Twist the bodies from the tails. Using scissors, cut along the underside of the tails and remove the meat. Halve the tails lengthwise and discard the dark intestinal veins. Crack the claws and legs and remove the meat. Cut all of the lobster into 1-inch pieces, transfer to a bowl and refrigerate until chilled.
Bring a pot of salted water to a boil. Set up an ice bath nearby. Blanch the asparagus in the boiling water for I minute. Using tongs, transfer the asparagus to the ice bath to cool, then drain and blot dry. Transfer the asparagus to a small baking dish.
In a small bowl, whisk the soy sauce with the lemon juice, lime juice and peanut and sesame oils. Drizzle over the asparagus and toss gently to coat.

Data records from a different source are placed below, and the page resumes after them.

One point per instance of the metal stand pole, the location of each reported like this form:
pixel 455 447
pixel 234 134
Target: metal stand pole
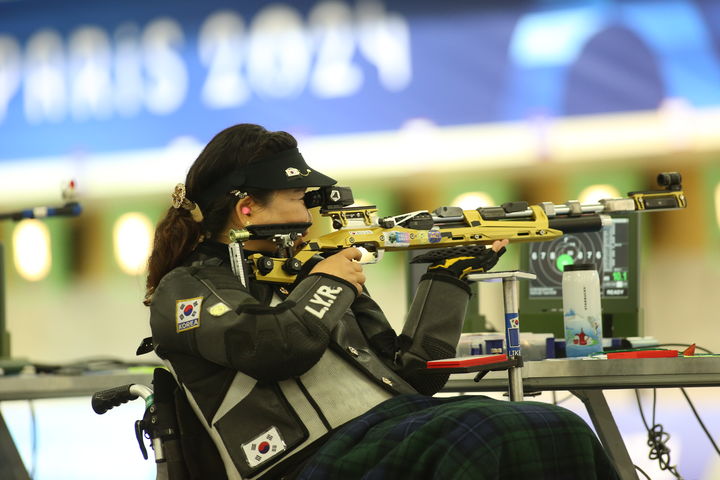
pixel 512 335
pixel 512 323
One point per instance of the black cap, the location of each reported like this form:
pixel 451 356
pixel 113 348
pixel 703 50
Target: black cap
pixel 579 266
pixel 283 170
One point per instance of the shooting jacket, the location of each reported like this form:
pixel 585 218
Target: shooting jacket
pixel 271 370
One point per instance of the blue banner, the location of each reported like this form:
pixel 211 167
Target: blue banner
pixel 86 76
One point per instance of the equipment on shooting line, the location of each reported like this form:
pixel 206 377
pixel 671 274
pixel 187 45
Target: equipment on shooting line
pixel 458 232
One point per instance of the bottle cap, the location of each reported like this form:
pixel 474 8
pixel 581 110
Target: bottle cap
pixel 579 266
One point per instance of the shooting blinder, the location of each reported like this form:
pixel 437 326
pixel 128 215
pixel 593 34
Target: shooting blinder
pixel 280 171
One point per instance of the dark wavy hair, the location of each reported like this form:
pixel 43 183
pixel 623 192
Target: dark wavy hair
pixel 178 234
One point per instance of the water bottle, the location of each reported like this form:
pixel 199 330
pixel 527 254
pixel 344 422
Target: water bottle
pixel 582 314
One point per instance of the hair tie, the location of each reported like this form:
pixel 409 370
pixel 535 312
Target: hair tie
pixel 179 200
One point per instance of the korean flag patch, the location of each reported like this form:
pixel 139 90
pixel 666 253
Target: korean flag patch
pixel 187 314
pixel 264 447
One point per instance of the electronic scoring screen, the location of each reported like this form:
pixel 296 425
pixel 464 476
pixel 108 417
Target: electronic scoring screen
pixel 608 249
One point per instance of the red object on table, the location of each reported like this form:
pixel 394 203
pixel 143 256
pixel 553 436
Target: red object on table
pixel 467 361
pixel 643 354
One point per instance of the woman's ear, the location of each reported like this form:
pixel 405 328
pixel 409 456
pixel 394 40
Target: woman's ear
pixel 243 210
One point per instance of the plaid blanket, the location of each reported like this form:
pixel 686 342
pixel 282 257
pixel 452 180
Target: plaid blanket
pixel 458 438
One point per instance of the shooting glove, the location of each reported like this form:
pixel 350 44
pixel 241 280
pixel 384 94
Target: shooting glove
pixel 460 261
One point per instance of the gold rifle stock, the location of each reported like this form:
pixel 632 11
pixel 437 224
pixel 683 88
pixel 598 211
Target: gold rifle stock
pixel 360 228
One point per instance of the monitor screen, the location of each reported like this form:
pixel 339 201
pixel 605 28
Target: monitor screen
pixel 614 250
pixel 608 249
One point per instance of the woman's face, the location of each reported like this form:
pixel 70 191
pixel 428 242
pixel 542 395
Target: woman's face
pixel 285 206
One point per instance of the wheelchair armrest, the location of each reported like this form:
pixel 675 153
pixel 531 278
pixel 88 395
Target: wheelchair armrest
pixel 106 399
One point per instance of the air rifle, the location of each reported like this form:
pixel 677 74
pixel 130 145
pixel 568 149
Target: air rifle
pixel 466 232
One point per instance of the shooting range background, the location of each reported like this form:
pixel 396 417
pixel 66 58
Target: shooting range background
pixel 416 103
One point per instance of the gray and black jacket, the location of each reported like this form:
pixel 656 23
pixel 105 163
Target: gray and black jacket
pixel 272 370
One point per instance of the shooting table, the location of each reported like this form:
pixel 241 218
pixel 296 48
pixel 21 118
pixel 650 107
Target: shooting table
pixel 587 378
pixel 584 378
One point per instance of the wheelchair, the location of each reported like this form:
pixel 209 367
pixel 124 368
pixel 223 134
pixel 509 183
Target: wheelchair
pixel 182 447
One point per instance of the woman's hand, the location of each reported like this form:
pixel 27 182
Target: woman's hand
pixel 343 265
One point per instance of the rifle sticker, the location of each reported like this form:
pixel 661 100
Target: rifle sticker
pixel 434 236
pixel 397 239
pixel 218 309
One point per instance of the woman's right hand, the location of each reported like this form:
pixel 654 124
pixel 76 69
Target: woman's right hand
pixel 343 265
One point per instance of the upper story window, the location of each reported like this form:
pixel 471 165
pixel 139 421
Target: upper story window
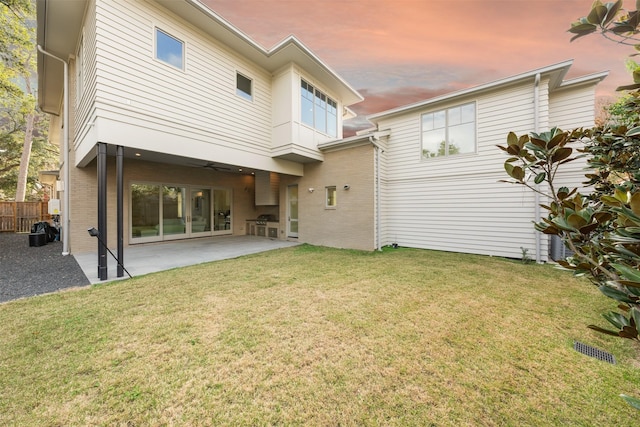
pixel 244 87
pixel 449 132
pixel 169 49
pixel 318 110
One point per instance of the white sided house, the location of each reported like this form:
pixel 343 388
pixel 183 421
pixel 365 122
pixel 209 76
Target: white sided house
pixel 173 124
pixel 441 167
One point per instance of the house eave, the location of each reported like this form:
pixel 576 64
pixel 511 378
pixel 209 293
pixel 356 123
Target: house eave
pixel 555 72
pixel 53 15
pixel 285 52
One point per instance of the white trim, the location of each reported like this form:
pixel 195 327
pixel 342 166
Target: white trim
pixel 560 68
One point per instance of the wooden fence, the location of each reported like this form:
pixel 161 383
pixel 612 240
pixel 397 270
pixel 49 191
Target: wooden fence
pixel 18 217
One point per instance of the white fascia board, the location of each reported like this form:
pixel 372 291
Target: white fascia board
pixel 58 28
pixel 345 142
pixel 557 71
pixel 594 78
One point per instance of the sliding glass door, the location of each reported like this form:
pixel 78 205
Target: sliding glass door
pixel 200 211
pixel 165 212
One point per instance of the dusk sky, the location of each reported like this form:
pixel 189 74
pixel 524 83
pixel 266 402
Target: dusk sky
pixel 395 52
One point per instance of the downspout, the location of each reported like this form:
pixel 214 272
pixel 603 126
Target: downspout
pixel 536 129
pixel 65 155
pixel 377 189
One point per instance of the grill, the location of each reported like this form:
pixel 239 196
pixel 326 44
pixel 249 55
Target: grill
pixel 263 219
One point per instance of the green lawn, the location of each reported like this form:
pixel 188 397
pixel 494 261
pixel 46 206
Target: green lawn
pixel 316 336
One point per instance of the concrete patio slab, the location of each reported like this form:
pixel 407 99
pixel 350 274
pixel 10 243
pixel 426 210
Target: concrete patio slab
pixel 153 257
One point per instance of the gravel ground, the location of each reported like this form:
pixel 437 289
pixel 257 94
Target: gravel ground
pixel 33 270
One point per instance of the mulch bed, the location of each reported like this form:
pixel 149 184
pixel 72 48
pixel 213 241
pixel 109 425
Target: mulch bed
pixel 33 270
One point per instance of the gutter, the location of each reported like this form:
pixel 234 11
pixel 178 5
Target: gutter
pixel 65 155
pixel 536 129
pixel 379 150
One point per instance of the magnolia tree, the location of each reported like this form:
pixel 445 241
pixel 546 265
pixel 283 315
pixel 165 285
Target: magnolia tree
pixel 601 226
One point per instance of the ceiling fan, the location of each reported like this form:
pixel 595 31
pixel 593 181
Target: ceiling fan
pixel 211 165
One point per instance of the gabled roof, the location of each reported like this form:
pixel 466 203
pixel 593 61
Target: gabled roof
pixel 59 23
pixel 555 73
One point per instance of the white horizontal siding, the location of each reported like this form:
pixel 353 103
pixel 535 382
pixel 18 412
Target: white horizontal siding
pixel 457 203
pixel 201 98
pixel 571 108
pixel 82 113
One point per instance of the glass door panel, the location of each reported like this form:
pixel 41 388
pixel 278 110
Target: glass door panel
pixel 145 212
pixel 221 211
pixel 200 210
pixel 173 212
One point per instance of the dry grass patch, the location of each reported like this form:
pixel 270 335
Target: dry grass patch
pixel 316 336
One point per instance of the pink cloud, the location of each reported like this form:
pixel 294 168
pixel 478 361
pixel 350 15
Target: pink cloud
pixel 385 47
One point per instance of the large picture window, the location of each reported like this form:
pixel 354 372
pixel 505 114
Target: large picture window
pixel 449 132
pixel 318 110
pixel 169 49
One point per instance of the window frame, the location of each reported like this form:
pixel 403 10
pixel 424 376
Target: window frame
pixel 240 92
pixel 447 130
pixel 330 202
pixel 324 109
pixel 156 31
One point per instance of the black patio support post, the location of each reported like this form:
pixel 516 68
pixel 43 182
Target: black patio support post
pixel 119 207
pixel 102 210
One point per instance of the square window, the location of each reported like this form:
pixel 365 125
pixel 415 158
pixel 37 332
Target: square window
pixel 318 110
pixel 169 49
pixel 331 197
pixel 243 87
pixel 449 132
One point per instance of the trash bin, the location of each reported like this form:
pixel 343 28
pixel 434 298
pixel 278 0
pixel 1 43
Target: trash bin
pixel 46 228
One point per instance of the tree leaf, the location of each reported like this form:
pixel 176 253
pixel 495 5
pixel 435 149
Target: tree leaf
pixel 576 221
pixel 635 315
pixel 561 154
pixel 540 177
pixel 633 131
pixel 615 294
pixel 598 14
pixel 634 203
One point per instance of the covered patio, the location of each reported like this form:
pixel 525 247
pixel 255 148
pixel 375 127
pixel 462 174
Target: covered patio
pixel 154 257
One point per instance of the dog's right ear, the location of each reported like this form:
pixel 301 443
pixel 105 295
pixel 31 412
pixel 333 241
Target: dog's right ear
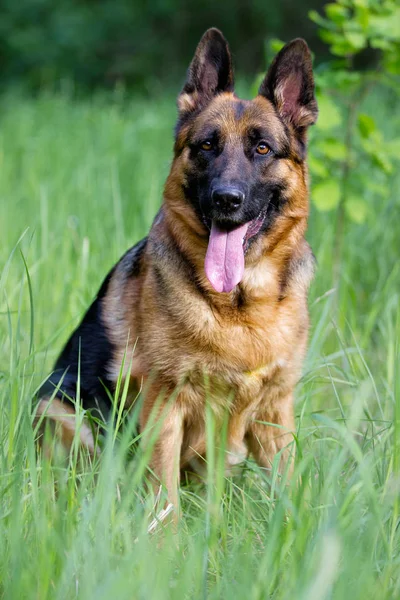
pixel 209 74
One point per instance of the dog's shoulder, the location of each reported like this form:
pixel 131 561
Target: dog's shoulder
pixel 299 271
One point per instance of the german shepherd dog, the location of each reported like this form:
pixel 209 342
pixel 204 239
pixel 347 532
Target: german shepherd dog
pixel 212 305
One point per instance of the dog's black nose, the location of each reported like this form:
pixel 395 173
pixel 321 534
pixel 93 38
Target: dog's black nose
pixel 227 199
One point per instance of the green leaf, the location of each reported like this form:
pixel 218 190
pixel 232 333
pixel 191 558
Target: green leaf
pixel 318 167
pixel 366 125
pixel 356 209
pixel 383 162
pixel 338 14
pixel 276 45
pixel 329 115
pixel 393 148
pixel 326 195
pixel 356 39
pixel 332 149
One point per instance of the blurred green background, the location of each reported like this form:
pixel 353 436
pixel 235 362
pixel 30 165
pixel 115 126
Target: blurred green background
pixel 138 43
pixel 87 112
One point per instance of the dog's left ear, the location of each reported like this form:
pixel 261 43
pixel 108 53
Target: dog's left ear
pixel 209 74
pixel 289 85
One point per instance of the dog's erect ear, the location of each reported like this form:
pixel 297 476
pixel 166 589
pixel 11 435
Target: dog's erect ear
pixel 289 85
pixel 210 72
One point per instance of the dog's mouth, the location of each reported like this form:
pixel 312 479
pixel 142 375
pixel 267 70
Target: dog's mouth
pixel 224 264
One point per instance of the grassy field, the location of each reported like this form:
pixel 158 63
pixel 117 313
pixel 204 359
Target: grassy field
pixel 79 183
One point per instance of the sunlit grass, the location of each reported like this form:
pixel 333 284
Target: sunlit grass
pixel 79 183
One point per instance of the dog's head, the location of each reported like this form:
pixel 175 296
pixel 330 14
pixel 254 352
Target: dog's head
pixel 239 161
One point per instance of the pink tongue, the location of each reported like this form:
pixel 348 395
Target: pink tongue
pixel 224 265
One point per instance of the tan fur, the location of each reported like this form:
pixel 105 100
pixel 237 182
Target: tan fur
pixel 251 357
pixel 239 352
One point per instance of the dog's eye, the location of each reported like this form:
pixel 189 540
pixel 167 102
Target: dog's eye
pixel 207 145
pixel 262 148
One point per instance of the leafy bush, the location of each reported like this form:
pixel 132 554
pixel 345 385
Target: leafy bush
pixel 351 158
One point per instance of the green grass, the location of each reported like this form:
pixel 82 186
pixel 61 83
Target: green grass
pixel 79 183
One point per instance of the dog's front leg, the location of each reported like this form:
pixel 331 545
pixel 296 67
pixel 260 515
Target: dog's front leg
pixel 164 424
pixel 271 432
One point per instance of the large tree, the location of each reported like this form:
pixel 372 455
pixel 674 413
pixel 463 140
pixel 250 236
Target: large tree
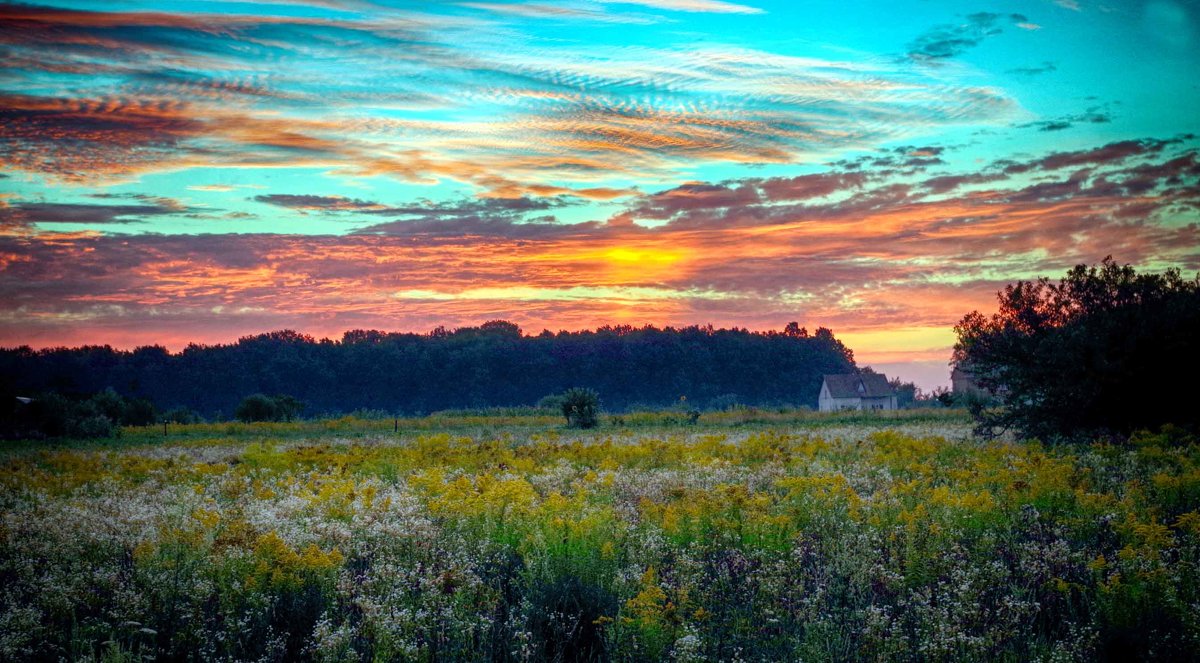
pixel 1104 351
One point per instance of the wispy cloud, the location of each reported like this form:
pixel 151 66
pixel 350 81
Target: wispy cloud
pixel 547 120
pixel 955 39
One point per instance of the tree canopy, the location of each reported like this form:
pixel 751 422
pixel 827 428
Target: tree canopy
pixel 493 364
pixel 1104 351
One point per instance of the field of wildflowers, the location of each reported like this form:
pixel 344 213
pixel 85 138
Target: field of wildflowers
pixel 515 539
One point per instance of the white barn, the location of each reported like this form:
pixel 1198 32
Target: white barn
pixel 857 392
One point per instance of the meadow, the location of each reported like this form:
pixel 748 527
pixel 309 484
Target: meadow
pixel 503 536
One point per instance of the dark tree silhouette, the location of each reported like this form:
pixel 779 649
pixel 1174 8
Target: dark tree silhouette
pixel 1104 351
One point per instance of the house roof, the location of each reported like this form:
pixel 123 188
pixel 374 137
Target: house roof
pixel 855 386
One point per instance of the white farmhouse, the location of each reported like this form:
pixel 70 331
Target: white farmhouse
pixel 857 392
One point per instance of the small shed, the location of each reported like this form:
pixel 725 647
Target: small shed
pixel 857 392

Add 1/4 cup of the miso vinaigrette to the lobster and toss to coat. Set the toasts on plates. Top with several spears of asparagus and a scoop of lobster and garnish with radish slices. Sprinkle with scallions and sesame seeds and serve, passing the remaining miso vinaigrette at the table.
MAKE AHEAD The vinaigrette and salad can be prepared through Step 4 and refrigerated overnight.